もう2発は急所だけは外すようにして、身体強化で受けた。
術力の消費で言えば、タニアさんより僕の方が遥かに少ない。
今の様な事を続けていけば、タニアさんを術力切れにする事が出来るかもしれない。
「次はあたしから打つ」
そう言ってタニアさんが、突風のような速さで距離を詰めて来る。
単純な速さで僕はかなり劣っている。足だけを使って逃げ回っても、間違い無く追いつかれる事が分かる。

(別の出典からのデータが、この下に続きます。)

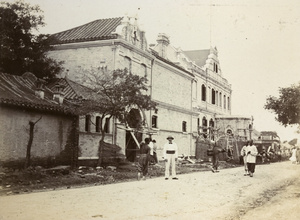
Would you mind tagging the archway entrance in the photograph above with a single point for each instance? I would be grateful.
(134, 121)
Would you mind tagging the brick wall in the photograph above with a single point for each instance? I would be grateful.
(50, 134)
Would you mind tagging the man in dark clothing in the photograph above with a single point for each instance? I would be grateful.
(143, 161)
(215, 157)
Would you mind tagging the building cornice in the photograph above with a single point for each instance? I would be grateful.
(174, 107)
(102, 43)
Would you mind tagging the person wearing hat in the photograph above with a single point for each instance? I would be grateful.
(170, 154)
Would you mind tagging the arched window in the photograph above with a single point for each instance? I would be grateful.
(211, 123)
(144, 70)
(184, 126)
(228, 103)
(98, 124)
(87, 123)
(204, 124)
(154, 121)
(127, 63)
(213, 96)
(203, 90)
(106, 126)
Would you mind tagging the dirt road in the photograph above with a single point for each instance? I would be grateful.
(273, 193)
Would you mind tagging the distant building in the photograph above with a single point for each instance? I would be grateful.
(188, 86)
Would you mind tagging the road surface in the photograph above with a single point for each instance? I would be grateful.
(273, 193)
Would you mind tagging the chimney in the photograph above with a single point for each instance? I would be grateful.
(163, 42)
(39, 88)
(58, 93)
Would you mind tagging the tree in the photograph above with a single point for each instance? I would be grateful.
(20, 49)
(115, 94)
(287, 106)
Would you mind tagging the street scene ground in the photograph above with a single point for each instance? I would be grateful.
(273, 193)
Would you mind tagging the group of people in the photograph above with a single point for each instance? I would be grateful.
(295, 158)
(248, 151)
(148, 156)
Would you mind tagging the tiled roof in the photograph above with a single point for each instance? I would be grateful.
(96, 30)
(72, 90)
(20, 91)
(199, 56)
(154, 53)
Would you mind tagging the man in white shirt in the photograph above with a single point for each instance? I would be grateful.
(251, 158)
(244, 155)
(170, 154)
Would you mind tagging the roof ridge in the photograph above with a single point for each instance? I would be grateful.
(86, 24)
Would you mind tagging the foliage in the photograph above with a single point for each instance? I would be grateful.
(20, 49)
(115, 94)
(287, 106)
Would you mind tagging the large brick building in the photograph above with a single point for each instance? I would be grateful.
(188, 86)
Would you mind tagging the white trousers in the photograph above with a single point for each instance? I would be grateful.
(170, 162)
(245, 164)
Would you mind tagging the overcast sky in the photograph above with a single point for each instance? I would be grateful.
(258, 41)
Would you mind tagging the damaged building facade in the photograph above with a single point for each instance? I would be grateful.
(188, 86)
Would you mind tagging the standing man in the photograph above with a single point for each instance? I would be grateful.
(244, 155)
(251, 158)
(143, 161)
(215, 156)
(170, 153)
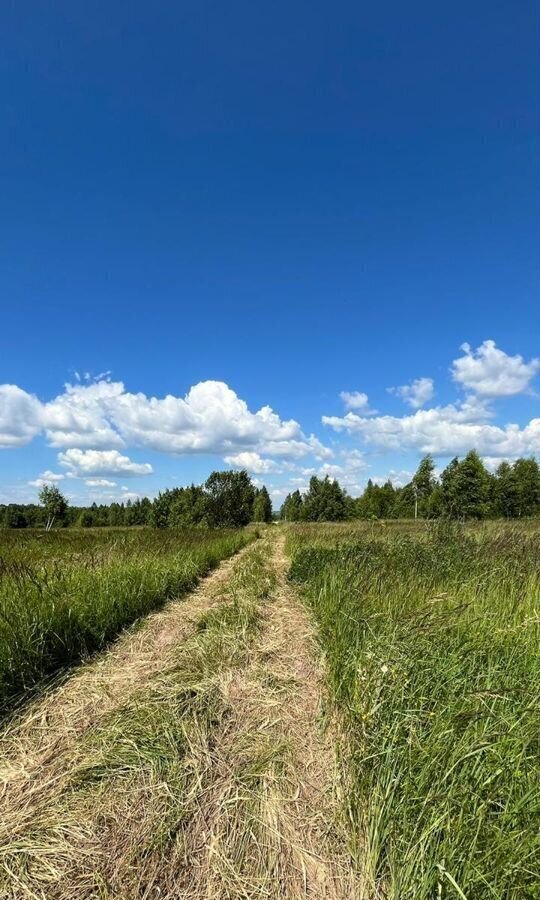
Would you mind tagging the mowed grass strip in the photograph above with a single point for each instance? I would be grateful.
(432, 650)
(64, 596)
(121, 824)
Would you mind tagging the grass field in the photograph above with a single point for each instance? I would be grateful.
(343, 711)
(431, 646)
(66, 594)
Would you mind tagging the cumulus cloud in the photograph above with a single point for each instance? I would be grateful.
(47, 477)
(211, 419)
(417, 393)
(490, 372)
(20, 416)
(99, 482)
(443, 430)
(82, 463)
(357, 400)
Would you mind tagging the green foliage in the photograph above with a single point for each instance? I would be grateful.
(293, 507)
(65, 594)
(230, 499)
(262, 506)
(54, 504)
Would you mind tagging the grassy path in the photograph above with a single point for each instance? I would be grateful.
(188, 762)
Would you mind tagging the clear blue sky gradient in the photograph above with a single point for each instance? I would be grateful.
(294, 198)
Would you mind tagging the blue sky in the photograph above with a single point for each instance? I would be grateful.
(271, 206)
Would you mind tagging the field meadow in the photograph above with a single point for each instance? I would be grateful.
(65, 594)
(430, 636)
(426, 636)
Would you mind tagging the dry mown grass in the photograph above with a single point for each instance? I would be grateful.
(212, 780)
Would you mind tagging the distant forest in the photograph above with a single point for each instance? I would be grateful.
(227, 499)
(464, 490)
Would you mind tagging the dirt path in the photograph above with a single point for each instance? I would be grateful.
(253, 784)
(33, 747)
(270, 821)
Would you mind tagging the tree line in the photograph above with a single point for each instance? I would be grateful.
(464, 490)
(227, 499)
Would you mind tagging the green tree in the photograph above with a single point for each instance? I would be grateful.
(54, 504)
(423, 483)
(293, 507)
(325, 501)
(116, 514)
(14, 516)
(86, 519)
(466, 488)
(230, 499)
(262, 506)
(189, 508)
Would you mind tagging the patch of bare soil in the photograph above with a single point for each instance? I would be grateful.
(269, 821)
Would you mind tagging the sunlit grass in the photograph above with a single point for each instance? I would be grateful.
(432, 659)
(65, 595)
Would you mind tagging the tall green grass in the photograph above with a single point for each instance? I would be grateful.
(65, 595)
(432, 649)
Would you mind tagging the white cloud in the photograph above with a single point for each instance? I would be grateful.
(490, 372)
(210, 419)
(47, 477)
(253, 462)
(20, 416)
(398, 477)
(417, 393)
(100, 482)
(83, 463)
(357, 400)
(447, 430)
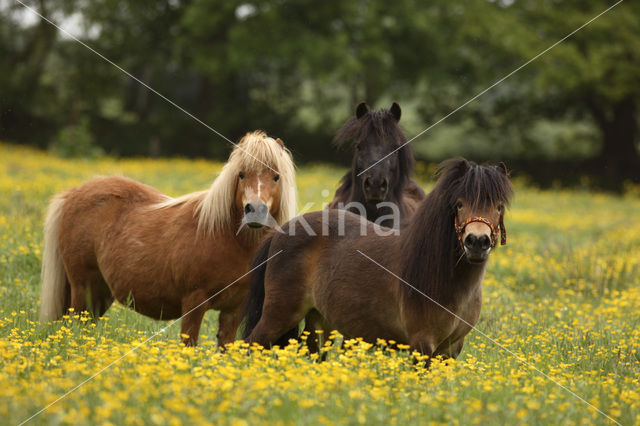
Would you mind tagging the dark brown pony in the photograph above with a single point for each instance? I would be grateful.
(113, 237)
(374, 135)
(340, 282)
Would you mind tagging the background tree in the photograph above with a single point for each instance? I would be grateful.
(297, 68)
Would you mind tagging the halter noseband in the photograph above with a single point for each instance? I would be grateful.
(494, 232)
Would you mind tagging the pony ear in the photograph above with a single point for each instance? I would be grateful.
(396, 111)
(462, 165)
(361, 109)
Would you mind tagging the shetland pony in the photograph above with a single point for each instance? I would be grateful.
(375, 134)
(115, 238)
(334, 281)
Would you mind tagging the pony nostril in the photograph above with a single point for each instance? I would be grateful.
(484, 242)
(470, 241)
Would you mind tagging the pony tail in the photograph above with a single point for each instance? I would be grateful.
(255, 301)
(55, 287)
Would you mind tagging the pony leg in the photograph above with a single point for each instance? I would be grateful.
(424, 343)
(451, 350)
(193, 311)
(312, 322)
(228, 323)
(275, 322)
(89, 292)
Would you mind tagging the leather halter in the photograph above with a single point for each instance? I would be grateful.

僕は攻撃し辛いように、地面を這うような低い姿勢でいるが、タニアさんはそれをものともしない。
攻撃の選択肢を減らす事なく、低い姿勢の僕に合わせている。
木剣による低い横薙ぎが迫る。薄い打面しか存在しない木剣がタニアさんの斬撃になる事で、壁のように感じる。僕のあらゆる動作を捕えるように迫る木剣がそう感じさせるのだ。
僕は叩きつけられないようにだけ気をつけて、木剣を受ける事にした。
僕の肩を狙う木剣の触れる面を最小にして、身体強化の局所集中で受ける。
木剣の当たった部分は硬化で守り、体に伝わる衝撃は宙に吹き飛ぶ事で逃す。
僕の体は風に舞う木の葉のように吹き飛んだが、特に損傷も無く、タニアさんから距離を取る事にも繋がった。
空中で指弾を5発撃つ。1発は発射音から風切り音まで全く伝わらない特別な弾だ。
僕が着地すると同時に、タニアさんは跳弾に囲まれている。
さっきと同じ状況だ。一つ違うのは、無音の弾がタニアさんの木剣を狙っている。
武器を破壊して、戦闘継続を不能にする事が僕の狙いだ。
木剣はタニアさんの体では無いので、身体強化で守る事は不可能だ。無音弾には強力な横回転がかけてあるので、木剣に当たれば確実に武器破壊に繋がる。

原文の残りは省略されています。